A common problem for users of MusicBrainz is that of synchronizing a local collection against the main MusicBrainz servers. Our current rate limit stipulates that you make at most 1 request per second, which we understand is extremely limiting – especially if you’re trying to fetch thousands of releases! During our first hack weekend, we created the beginnings of a service to allow you to get a list of MBIDs that have been updated. We have finished the preliminaries of this service, and now we need to hear from you how you’d want to utilize this.
The most basic data we currently gather is a JSON document containing a list of MBIDs that have changed per hour. For each of our data replication packets, we generate a JSON packet that summarizes all of the MBIDs that have changed, either directly on indirectly (such as the addition of more relationships).
A “What’s Changed?” Service
The first piece of feedback we received was that people were not really interested in consuming this data stream, but would rather have a service that allows them to query what data has changed in a given window of time. Having to manually fetch packets and perform set intersections is not particularly difficult, but the more hoops people have to jump through, the less likely they are to even use the service. We’ve been pondering how best to implement this service, and we would like feedback on the following options:
Filter a list of MBIDs
The service would allow you to
POSTa set of MBIDs, and would in turn return the subset of these MBIDs that have been changed. You are able to specify any date and have all changes since that date. For example, you could find all changes to all releases in your library since you last checked 2 weeks ago.
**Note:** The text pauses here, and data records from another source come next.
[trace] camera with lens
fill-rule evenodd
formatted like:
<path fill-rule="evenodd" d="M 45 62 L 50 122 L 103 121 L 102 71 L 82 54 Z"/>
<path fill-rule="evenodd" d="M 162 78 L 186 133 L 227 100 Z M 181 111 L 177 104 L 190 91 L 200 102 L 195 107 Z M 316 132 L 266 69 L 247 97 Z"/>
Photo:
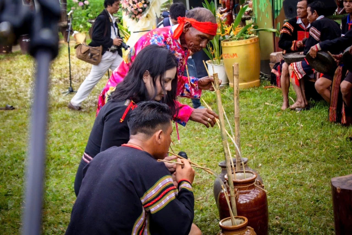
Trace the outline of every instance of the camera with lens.
<path fill-rule="evenodd" d="M 119 39 L 123 39 L 125 37 L 119 37 L 117 38 Z M 128 47 L 131 47 L 130 46 L 125 43 L 123 41 L 122 43 L 121 43 L 121 45 L 120 45 L 120 46 L 122 47 L 122 48 L 124 49 L 125 50 L 127 51 L 128 49 Z"/>

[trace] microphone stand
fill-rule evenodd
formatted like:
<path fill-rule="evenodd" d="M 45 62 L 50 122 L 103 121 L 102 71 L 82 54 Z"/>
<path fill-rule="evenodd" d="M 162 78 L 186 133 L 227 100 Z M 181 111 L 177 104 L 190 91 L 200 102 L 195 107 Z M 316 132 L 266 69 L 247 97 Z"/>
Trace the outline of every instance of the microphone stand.
<path fill-rule="evenodd" d="M 70 17 L 70 23 L 68 23 L 68 17 Z M 70 33 L 71 32 L 71 30 L 72 28 L 72 14 L 71 14 L 70 15 L 67 15 L 67 27 L 68 29 L 66 30 L 66 31 L 68 31 L 68 34 L 67 36 L 67 48 L 68 49 L 68 63 L 70 68 L 70 87 L 68 88 L 68 91 L 64 91 L 63 92 L 63 94 L 65 93 L 64 95 L 64 96 L 65 95 L 67 95 L 70 93 L 72 93 L 73 92 L 77 92 L 77 91 L 74 90 L 73 88 L 72 88 L 72 78 L 71 77 L 71 59 L 70 57 Z"/>

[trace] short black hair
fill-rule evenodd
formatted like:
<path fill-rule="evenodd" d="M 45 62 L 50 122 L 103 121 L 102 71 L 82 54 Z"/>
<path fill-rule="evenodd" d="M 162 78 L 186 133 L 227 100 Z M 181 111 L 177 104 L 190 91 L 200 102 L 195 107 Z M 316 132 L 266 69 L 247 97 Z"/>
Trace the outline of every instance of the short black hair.
<path fill-rule="evenodd" d="M 187 12 L 186 17 L 192 18 L 200 22 L 209 22 L 216 24 L 215 17 L 212 12 L 203 7 L 195 7 Z"/>
<path fill-rule="evenodd" d="M 151 59 L 151 55 L 152 55 L 152 59 Z M 136 103 L 153 100 L 157 95 L 157 83 L 160 83 L 163 91 L 166 94 L 161 101 L 168 105 L 173 114 L 176 114 L 178 112 L 175 102 L 177 97 L 177 73 L 171 82 L 171 90 L 167 92 L 164 86 L 164 78 L 166 71 L 177 68 L 178 64 L 175 55 L 166 47 L 155 44 L 146 46 L 137 54 L 128 73 L 122 82 L 118 84 L 109 100 L 119 102 L 131 99 Z M 154 88 L 155 93 L 152 97 L 149 97 L 143 80 L 143 74 L 146 70 L 150 75 Z"/>
<path fill-rule="evenodd" d="M 169 11 L 170 18 L 174 20 L 177 20 L 179 16 L 184 17 L 186 16 L 186 7 L 182 2 L 176 2 L 171 5 Z"/>
<path fill-rule="evenodd" d="M 167 104 L 154 101 L 140 102 L 130 112 L 127 122 L 130 135 L 141 133 L 150 137 L 158 130 L 166 131 L 172 117 Z"/>
<path fill-rule="evenodd" d="M 323 15 L 326 10 L 325 4 L 320 1 L 313 2 L 308 4 L 307 8 L 308 7 L 310 8 L 310 12 L 312 13 L 315 11 L 316 12 L 316 14 L 319 16 Z"/>
<path fill-rule="evenodd" d="M 106 8 L 108 6 L 112 6 L 115 2 L 119 1 L 120 0 L 104 0 L 104 7 Z"/>
<path fill-rule="evenodd" d="M 301 2 L 302 1 L 306 1 L 307 2 L 307 5 L 310 4 L 313 2 L 313 0 L 298 0 L 298 2 Z"/>

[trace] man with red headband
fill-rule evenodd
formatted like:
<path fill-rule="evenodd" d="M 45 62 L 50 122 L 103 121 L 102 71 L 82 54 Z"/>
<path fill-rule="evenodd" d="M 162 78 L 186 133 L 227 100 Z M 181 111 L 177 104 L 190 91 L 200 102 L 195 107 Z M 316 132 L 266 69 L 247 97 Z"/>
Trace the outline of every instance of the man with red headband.
<path fill-rule="evenodd" d="M 151 44 L 166 46 L 177 58 L 177 94 L 183 97 L 199 99 L 202 90 L 213 90 L 212 77 L 201 78 L 183 75 L 190 51 L 199 51 L 205 48 L 209 41 L 216 35 L 218 25 L 213 13 L 205 8 L 197 7 L 189 11 L 186 17 L 179 17 L 178 24 L 152 30 L 142 36 L 136 43 L 119 67 L 113 72 L 105 88 L 100 93 L 98 101 L 97 113 L 107 100 L 111 91 L 123 80 L 128 72 L 132 62 L 144 47 Z M 150 55 L 153 59 L 153 55 Z M 219 81 L 221 82 L 221 81 Z M 189 106 L 178 103 L 179 110 L 176 120 L 185 126 L 188 120 L 202 123 L 207 127 L 215 123 L 218 115 L 208 109 L 194 109 Z M 211 121 L 212 120 L 212 122 Z"/>

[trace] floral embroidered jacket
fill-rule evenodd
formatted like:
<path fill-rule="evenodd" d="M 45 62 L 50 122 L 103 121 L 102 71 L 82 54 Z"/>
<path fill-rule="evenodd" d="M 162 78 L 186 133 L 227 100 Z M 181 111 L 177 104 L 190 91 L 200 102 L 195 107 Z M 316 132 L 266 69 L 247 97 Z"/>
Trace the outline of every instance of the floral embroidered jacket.
<path fill-rule="evenodd" d="M 176 26 L 156 28 L 151 30 L 142 36 L 130 50 L 124 61 L 114 70 L 108 81 L 105 87 L 99 96 L 98 107 L 96 113 L 105 104 L 107 98 L 116 85 L 121 82 L 127 74 L 132 62 L 138 53 L 145 46 L 150 44 L 157 44 L 166 46 L 170 50 L 177 59 L 178 65 L 177 74 L 177 95 L 183 97 L 200 99 L 202 90 L 198 88 L 198 80 L 196 78 L 190 77 L 189 84 L 188 78 L 183 76 L 183 72 L 187 64 L 187 60 L 189 55 L 188 49 L 184 50 L 179 42 L 173 37 L 173 31 Z M 150 55 L 150 59 L 152 59 L 153 55 Z M 188 105 L 183 104 L 178 101 L 179 109 L 178 114 L 174 117 L 176 122 L 183 126 L 185 126 L 189 119 L 189 117 L 194 109 Z"/>

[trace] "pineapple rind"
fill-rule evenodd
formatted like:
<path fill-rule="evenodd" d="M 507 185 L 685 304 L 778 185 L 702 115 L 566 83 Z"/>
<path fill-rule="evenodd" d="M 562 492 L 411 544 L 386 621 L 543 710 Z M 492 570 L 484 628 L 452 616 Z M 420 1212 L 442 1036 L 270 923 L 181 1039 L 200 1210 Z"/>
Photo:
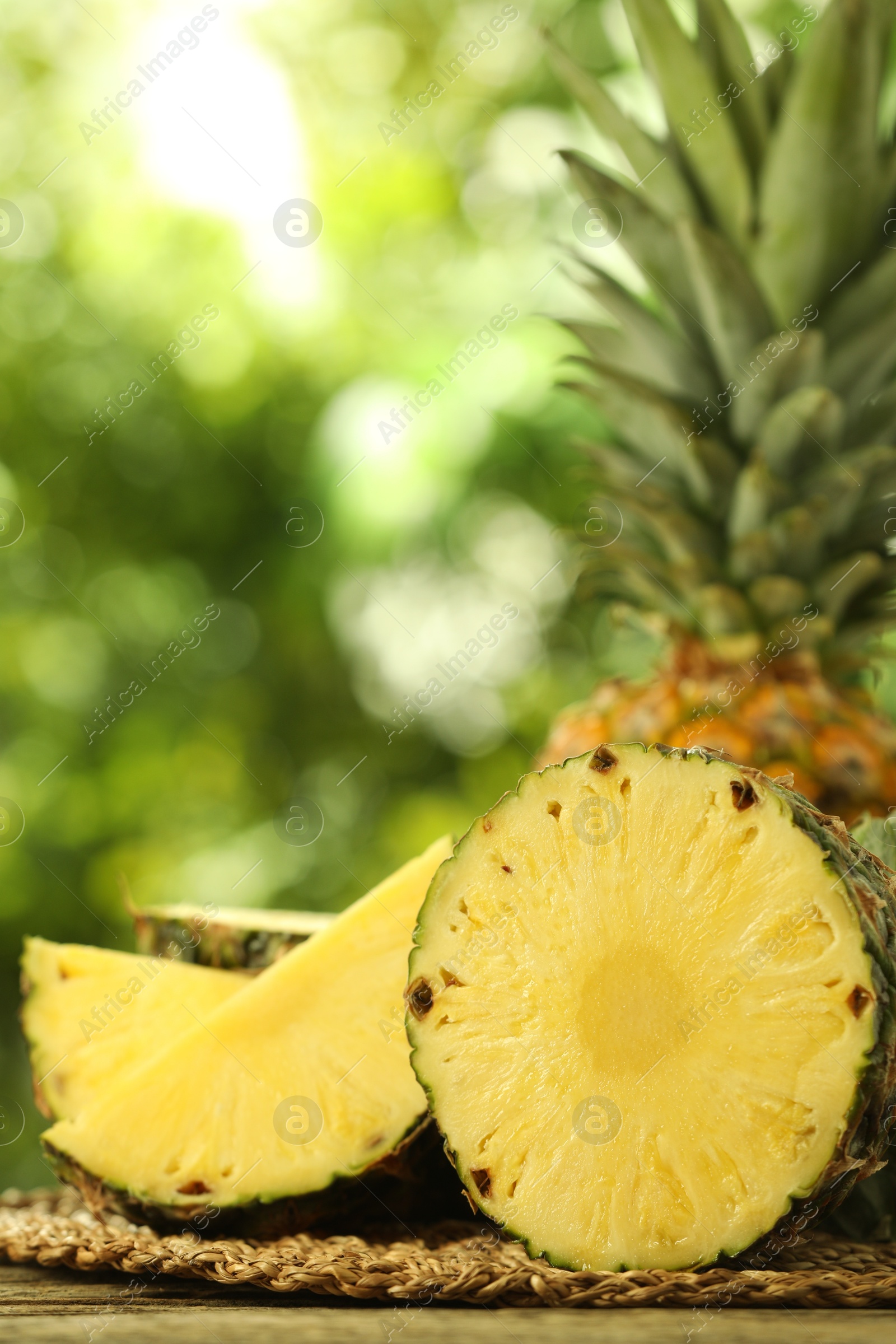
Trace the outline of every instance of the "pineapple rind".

Because every MBID would take 36 bytes to submit, there will be a limit on the amount of MBIDs that can be submitted in order to preserve bandwidth.
Provide client libraries
Rather than having people craft their own web service requests, MusicBrainz should provide a library to do this. This will allow us to use more advanced techniques (for example, Bloom filters) to both conserve bandwidth, and allow for larger queries. In this scheme the web service will be documented, but users are not expected to consume it directly.
MusicBrainz could offer a simplified API, which is based on option 1, while also supporting larger queries through option 2. For example, we might limit option 1 to have a maximum of 4000 MBIDs per request/response, while the service that depends on our client libraries could handle many more.
Allow filtering based on collections
MusicBrainz already has the concepts of collections, which have an associated unique identifier, so these will be used to filter the list of changes. This limits the service to only deal with releases, and will require people set up collections before they can do queries. Again, due to the possibility of large collections, there will likely be pagination on responses – though the per-page limit will probably be fairly high.
These are the ideas that we’ve been debating, and we’d love to know which of these would work for you. If you have other ideas, we’re also very interested in hearing what those are!